Skills are one of the most powerful extension mechanisms of Claude Code. Each skill is a directory containing an SKILL.md entry file and any supporting files.

Figure 3: Skills workflow—from triggering to execution to response
SKILL.md Structure
description: Reviews code changes for security vulnerabilities
disable-model-invocation: true
argument-hint:
Diff to review
!git diff $ARGUMENTS
Audit the changes above for:
- Injection vulnerabilities (SQL, XSS, command)
- Authentication and authorization gaps
- Hardcoded secrets or credentials
Use checklist.md in this skill directory for the full review checklist.
Key Points:
- disable-model-invocation: true — only the user can trigger it; Claude will not call it automatically.
- !
...— shell commands within backticks will be executed, output injected into the prompt. - $ARGUMENTS — replaced with user input parameters; $0, $1 support positional access.

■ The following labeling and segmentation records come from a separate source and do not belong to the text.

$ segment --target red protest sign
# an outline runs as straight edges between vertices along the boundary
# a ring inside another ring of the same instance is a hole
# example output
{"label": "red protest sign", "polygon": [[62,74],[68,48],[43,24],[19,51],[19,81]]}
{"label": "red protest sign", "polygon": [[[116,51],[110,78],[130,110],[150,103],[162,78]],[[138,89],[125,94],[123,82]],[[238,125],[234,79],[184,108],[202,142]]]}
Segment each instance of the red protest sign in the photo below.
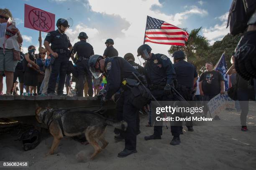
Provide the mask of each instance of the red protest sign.
{"label": "red protest sign", "polygon": [[48,32],[54,30],[55,22],[54,14],[25,5],[25,27]]}

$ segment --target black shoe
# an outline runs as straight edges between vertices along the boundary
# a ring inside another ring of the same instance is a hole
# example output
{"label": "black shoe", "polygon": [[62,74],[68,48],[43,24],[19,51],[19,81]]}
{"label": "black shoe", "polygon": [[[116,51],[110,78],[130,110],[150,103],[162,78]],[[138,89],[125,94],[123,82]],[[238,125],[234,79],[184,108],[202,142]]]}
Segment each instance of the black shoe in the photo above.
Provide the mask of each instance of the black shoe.
{"label": "black shoe", "polygon": [[116,135],[114,137],[114,139],[115,140],[116,140],[118,141],[120,141],[121,140],[124,140],[124,138],[120,135]]}
{"label": "black shoe", "polygon": [[172,140],[171,141],[170,145],[179,145],[180,143],[180,139],[179,137],[177,136],[174,136],[172,138]]}
{"label": "black shoe", "polygon": [[114,130],[114,132],[116,135],[118,135],[120,134],[120,130],[118,129],[115,128]]}
{"label": "black shoe", "polygon": [[134,150],[128,150],[127,149],[125,148],[123,151],[118,153],[118,157],[124,158],[127,157],[129,155],[132,154],[133,153],[137,153],[137,150],[136,149]]}
{"label": "black shoe", "polygon": [[220,120],[220,117],[219,117],[219,116],[218,116],[218,115],[216,115],[216,116],[215,116],[215,117],[214,117],[214,119],[215,120]]}
{"label": "black shoe", "polygon": [[187,127],[187,131],[189,132],[194,131],[194,129],[193,129],[193,127],[192,126],[188,126]]}
{"label": "black shoe", "polygon": [[138,134],[141,133],[141,130],[138,130],[138,131],[137,132],[137,135],[138,135]]}
{"label": "black shoe", "polygon": [[161,139],[161,136],[157,136],[152,135],[149,136],[146,136],[144,137],[144,138],[146,140],[151,140],[152,139]]}

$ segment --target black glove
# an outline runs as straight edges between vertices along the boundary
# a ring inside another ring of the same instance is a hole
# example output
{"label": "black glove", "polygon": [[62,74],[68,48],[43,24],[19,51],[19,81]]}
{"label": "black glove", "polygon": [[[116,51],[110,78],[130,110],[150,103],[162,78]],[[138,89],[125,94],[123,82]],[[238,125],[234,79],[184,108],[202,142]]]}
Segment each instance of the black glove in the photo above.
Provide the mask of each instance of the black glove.
{"label": "black glove", "polygon": [[167,95],[169,95],[172,93],[172,86],[169,84],[167,84],[164,88],[164,92]]}

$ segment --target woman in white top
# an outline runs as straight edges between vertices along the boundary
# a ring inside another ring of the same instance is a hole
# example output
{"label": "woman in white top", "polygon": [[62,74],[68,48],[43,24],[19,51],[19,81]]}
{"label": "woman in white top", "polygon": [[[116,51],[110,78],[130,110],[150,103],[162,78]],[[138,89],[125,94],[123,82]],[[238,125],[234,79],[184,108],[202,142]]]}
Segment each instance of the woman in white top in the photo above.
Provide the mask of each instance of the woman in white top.
{"label": "woman in white top", "polygon": [[[9,18],[11,19],[12,18],[12,14],[9,10],[0,9],[1,28],[4,28]],[[5,39],[4,33],[0,35],[0,82],[3,81],[4,74],[6,76],[6,95],[11,95],[10,89],[13,81],[13,72],[15,71],[15,68],[18,63],[18,61],[13,59],[13,50],[19,51],[19,44],[21,43],[23,40],[19,30],[15,25],[12,25],[8,28],[10,29],[6,30],[5,31],[5,35],[9,37],[7,40]],[[4,32],[2,32],[2,33]],[[5,47],[4,54],[4,44]],[[1,89],[0,87],[0,90]]]}

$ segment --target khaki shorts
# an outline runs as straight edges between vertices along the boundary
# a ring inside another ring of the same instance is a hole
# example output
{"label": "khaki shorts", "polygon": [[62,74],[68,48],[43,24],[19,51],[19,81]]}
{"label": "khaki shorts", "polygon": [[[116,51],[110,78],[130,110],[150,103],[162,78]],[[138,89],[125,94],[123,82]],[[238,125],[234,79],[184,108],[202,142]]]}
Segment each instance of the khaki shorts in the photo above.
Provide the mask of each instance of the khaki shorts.
{"label": "khaki shorts", "polygon": [[5,49],[5,54],[3,49],[0,48],[0,74],[5,71],[14,72],[18,61],[13,60],[13,50]]}

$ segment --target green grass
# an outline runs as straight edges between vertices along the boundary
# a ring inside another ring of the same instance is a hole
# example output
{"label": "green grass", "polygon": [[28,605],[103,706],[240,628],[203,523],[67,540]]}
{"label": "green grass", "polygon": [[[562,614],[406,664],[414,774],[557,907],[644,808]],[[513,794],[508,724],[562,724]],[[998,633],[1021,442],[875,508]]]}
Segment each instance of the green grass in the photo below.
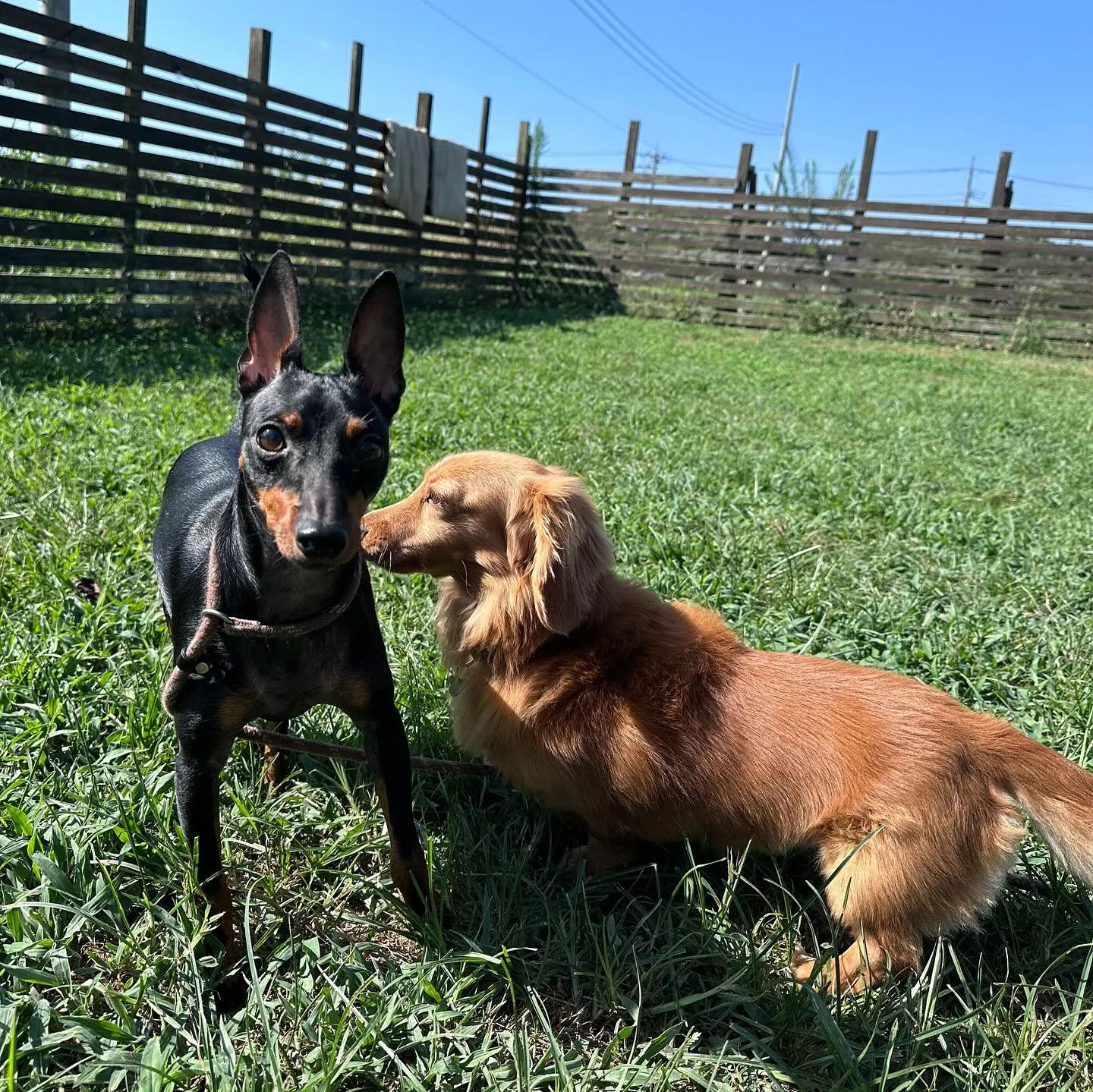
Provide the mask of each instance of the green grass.
{"label": "green grass", "polygon": [[[348,319],[305,324],[313,366]],[[149,548],[172,458],[231,421],[237,340],[0,345],[0,1088],[1093,1089],[1093,905],[1033,839],[1038,891],[838,1006],[785,973],[799,936],[832,941],[807,856],[696,846],[571,881],[577,831],[422,774],[442,937],[393,899],[365,771],[303,760],[261,802],[242,743],[224,837],[257,977],[218,1017]],[[1093,765],[1088,369],[516,312],[415,313],[410,344],[380,501],[460,448],[563,463],[623,573]],[[375,583],[411,747],[455,756],[431,582]],[[329,711],[296,729],[353,740]]]}

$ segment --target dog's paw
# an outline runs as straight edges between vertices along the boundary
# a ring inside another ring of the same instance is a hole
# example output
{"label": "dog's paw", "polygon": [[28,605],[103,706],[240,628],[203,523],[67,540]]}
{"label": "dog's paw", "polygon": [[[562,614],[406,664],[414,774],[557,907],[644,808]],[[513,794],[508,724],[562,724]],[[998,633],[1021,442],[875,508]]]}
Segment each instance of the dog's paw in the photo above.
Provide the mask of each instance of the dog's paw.
{"label": "dog's paw", "polygon": [[798,988],[806,985],[812,978],[815,965],[816,961],[803,948],[794,949],[794,956],[789,961],[789,973],[794,976],[794,982]]}
{"label": "dog's paw", "polygon": [[574,846],[559,862],[557,871],[560,876],[573,877],[580,871],[580,866],[585,866],[585,872],[592,874],[592,869],[588,860],[588,846]]}

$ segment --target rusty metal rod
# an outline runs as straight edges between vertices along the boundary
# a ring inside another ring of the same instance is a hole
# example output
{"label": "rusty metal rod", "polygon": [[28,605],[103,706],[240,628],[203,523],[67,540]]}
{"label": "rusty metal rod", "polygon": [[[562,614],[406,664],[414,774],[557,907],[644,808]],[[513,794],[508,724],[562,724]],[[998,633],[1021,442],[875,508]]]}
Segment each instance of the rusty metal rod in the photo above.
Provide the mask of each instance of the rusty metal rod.
{"label": "rusty metal rod", "polygon": [[[363,747],[346,747],[344,743],[326,743],[317,739],[302,739],[287,732],[268,731],[245,725],[239,729],[239,738],[251,743],[262,743],[275,751],[298,751],[303,754],[317,754],[324,759],[340,759],[343,762],[372,763],[372,755]],[[426,759],[421,755],[410,755],[412,770],[424,770],[437,774],[462,774],[467,777],[485,777],[493,771],[481,762],[453,762],[450,759]]]}

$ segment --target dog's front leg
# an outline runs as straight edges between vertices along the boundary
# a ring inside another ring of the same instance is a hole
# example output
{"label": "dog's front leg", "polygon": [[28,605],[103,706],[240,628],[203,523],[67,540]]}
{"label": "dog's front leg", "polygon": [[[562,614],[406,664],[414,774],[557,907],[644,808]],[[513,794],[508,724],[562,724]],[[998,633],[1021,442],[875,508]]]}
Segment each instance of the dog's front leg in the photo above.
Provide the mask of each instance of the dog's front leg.
{"label": "dog's front leg", "polygon": [[[230,967],[238,960],[240,946],[221,855],[220,774],[231,753],[234,733],[226,732],[220,719],[201,707],[179,709],[175,716],[178,738],[175,800],[191,850],[197,843],[198,883],[213,913],[220,915],[215,935],[224,946],[223,966]],[[218,1008],[227,1012],[237,1010],[245,990],[242,974],[226,978],[216,994]]]}
{"label": "dog's front leg", "polygon": [[390,674],[373,682],[365,708],[345,712],[375,755],[376,794],[391,843],[391,879],[402,901],[420,914],[428,899],[428,868],[413,821],[410,748]]}

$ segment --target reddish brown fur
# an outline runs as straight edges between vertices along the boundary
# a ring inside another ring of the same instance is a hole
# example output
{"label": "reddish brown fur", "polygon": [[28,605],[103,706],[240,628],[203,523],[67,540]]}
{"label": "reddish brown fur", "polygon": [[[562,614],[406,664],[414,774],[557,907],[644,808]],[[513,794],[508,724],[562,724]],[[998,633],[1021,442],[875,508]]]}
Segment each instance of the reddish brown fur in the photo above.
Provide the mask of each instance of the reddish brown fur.
{"label": "reddish brown fur", "polygon": [[1021,841],[1019,805],[1093,881],[1093,777],[941,691],[757,651],[712,611],[620,579],[560,470],[453,456],[363,526],[374,561],[440,580],[457,741],[579,817],[589,869],[635,839],[814,847],[856,937],[824,985],[917,967],[924,934],[974,924]]}
{"label": "reddish brown fur", "polygon": [[266,517],[266,526],[282,557],[289,561],[304,561],[304,554],[296,545],[296,515],[299,512],[299,494],[274,485],[258,491],[258,507]]}

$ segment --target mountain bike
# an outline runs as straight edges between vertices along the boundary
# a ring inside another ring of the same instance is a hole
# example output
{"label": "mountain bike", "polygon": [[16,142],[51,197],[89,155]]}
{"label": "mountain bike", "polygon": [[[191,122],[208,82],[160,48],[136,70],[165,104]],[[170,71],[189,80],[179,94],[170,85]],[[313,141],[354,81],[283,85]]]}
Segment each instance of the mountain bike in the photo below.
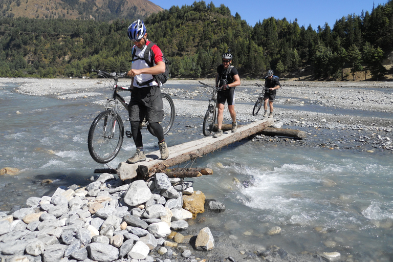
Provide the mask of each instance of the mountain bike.
{"label": "mountain bike", "polygon": [[[123,105],[127,113],[128,112],[128,103],[118,92],[129,92],[131,90],[129,88],[117,85],[119,78],[125,77],[127,72],[107,73],[95,70],[92,70],[92,72],[97,73],[97,75],[105,78],[104,88],[107,88],[113,91],[112,98],[106,99],[105,110],[96,117],[93,121],[88,138],[90,156],[96,162],[104,164],[111,161],[116,157],[123,144],[124,130],[123,120],[119,114],[121,107],[119,103]],[[132,95],[132,93],[131,94]],[[162,93],[161,95],[164,105],[164,118],[160,124],[165,135],[173,124],[174,105],[168,95]],[[129,121],[129,118],[127,120]],[[146,119],[140,124],[140,126],[142,129],[147,129],[151,135],[156,136]],[[125,135],[127,138],[132,137],[130,131],[126,131]]]}
{"label": "mountain bike", "polygon": [[217,92],[220,90],[220,88],[216,88],[210,84],[205,84],[199,81],[204,88],[211,88],[213,90],[211,92],[211,98],[209,99],[209,105],[207,106],[206,113],[205,114],[205,118],[203,119],[203,125],[202,130],[203,134],[207,137],[213,130],[214,127],[215,118],[217,116],[217,112],[215,110],[217,104]]}
{"label": "mountain bike", "polygon": [[261,84],[255,83],[255,85],[259,88],[264,88],[264,89],[259,93],[258,99],[256,100],[256,102],[255,102],[255,104],[254,105],[254,108],[252,110],[252,115],[254,116],[256,116],[258,114],[258,112],[259,112],[260,107],[261,107],[262,105],[264,104],[263,98],[265,93],[269,91],[268,88],[265,88]]}

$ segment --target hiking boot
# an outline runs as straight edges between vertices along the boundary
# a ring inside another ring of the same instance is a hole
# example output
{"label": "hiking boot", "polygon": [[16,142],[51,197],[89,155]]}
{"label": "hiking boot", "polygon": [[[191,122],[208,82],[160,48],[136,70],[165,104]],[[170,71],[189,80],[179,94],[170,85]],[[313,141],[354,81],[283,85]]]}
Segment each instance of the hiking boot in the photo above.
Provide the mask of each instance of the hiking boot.
{"label": "hiking boot", "polygon": [[137,151],[134,154],[134,156],[127,160],[127,163],[128,164],[135,164],[138,162],[144,161],[145,160],[146,160],[145,151],[137,148]]}
{"label": "hiking boot", "polygon": [[159,143],[158,146],[160,147],[160,152],[161,154],[161,159],[165,160],[169,156],[169,152],[168,151],[168,147],[166,146],[166,143],[165,143],[165,141]]}
{"label": "hiking boot", "polygon": [[232,133],[236,132],[236,129],[237,129],[237,122],[235,122],[232,123]]}
{"label": "hiking boot", "polygon": [[215,133],[213,135],[213,137],[214,138],[217,138],[217,137],[221,137],[223,135],[223,130],[221,129],[219,129],[217,130]]}

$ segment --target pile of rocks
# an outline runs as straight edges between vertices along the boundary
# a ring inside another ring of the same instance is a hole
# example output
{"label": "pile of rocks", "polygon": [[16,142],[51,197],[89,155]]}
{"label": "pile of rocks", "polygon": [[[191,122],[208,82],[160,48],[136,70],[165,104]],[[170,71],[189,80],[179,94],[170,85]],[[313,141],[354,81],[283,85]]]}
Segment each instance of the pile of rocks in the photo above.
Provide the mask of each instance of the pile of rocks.
{"label": "pile of rocks", "polygon": [[[2,261],[152,261],[155,254],[169,251],[171,256],[174,252],[165,247],[177,243],[169,237],[184,241],[176,230],[187,228],[186,220],[204,211],[204,195],[192,185],[164,173],[130,184],[104,173],[83,188],[58,188],[51,197],[30,198],[30,207],[0,212]],[[202,209],[192,204],[194,195],[203,201]],[[191,212],[182,208],[183,198]],[[208,228],[192,237],[194,246],[181,251],[184,258],[193,260],[192,248],[214,247]]]}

- Supporting files (like checklist.md) can be directly referenced in SKILL.md, and Claude will read them on demand.
agents/: Dedicated Sub-Agents
Loading Timing: Automatically delegated by Claude based on tasks or directly called by the user via @agent-name.
Sub-agents run in independent context windows, preventing pollution of the main session. They are suitable for parallel tasks or operations requiring isolation.
name: code-reviewer description: Reviews code for correctness, security, and maintainability tools: Read, Grep, Glob
You are a senior code reviewer. Review for:
- Correctness: logic errors, edge cases, null handling
- Security: injection, auth bypass, data exposure
- Maintainability: naming, complexity, duplication
Every finding must include a concrete fix.
Key Points:
- tools: field restricts the tools available to the sub-agent—this code-reviewer can only read files and cannot modify any content.
- description determines when Claude automatically delegates to it.
- Typing @ in the input box allows direct selection of sub-agents from autocomplete.
- agent-memory/ directory stores the persistent memory of the sub-agent, maintained automatically by the sub-agent.
Quick Reference: Which File to Edit?
Different customization needs correspond to different files, use this table for quick location:

Figure 4: Claude Code configuration file quick reference
| What You Want to Do | Edit This File |
|---|---|
| Provide project background and standards to Claude | CLAUDE.md |
| Allow or deny specific tool calls | settings.json permissions |
| Run scripts before or after tool calls | settings.json hooks |
| Set session environment variables | settings.json env |
| Personal overrides, not committed to git | settings.local.json |
| Create /name reusable workflows | skills/ |
| Define dedicated sub-agents | agents/*.md |
| Connect external tools via MCP | .mcp.json |
| Split instructions by theme with path gating for on-demand loading | rules/*.md |
Conclusion
The .claude directory is the control hub of Claude Code. Start with the simplest CLAUDE.md, gradually add rules/ to split rules, encapsulate workflows with skills/, and define dedicated sub-agents with agents/—each layer makes Claude Code more aligned with your project and work style.
Most users only need CLAUDE.md and settings.json. The rest can be added as needed.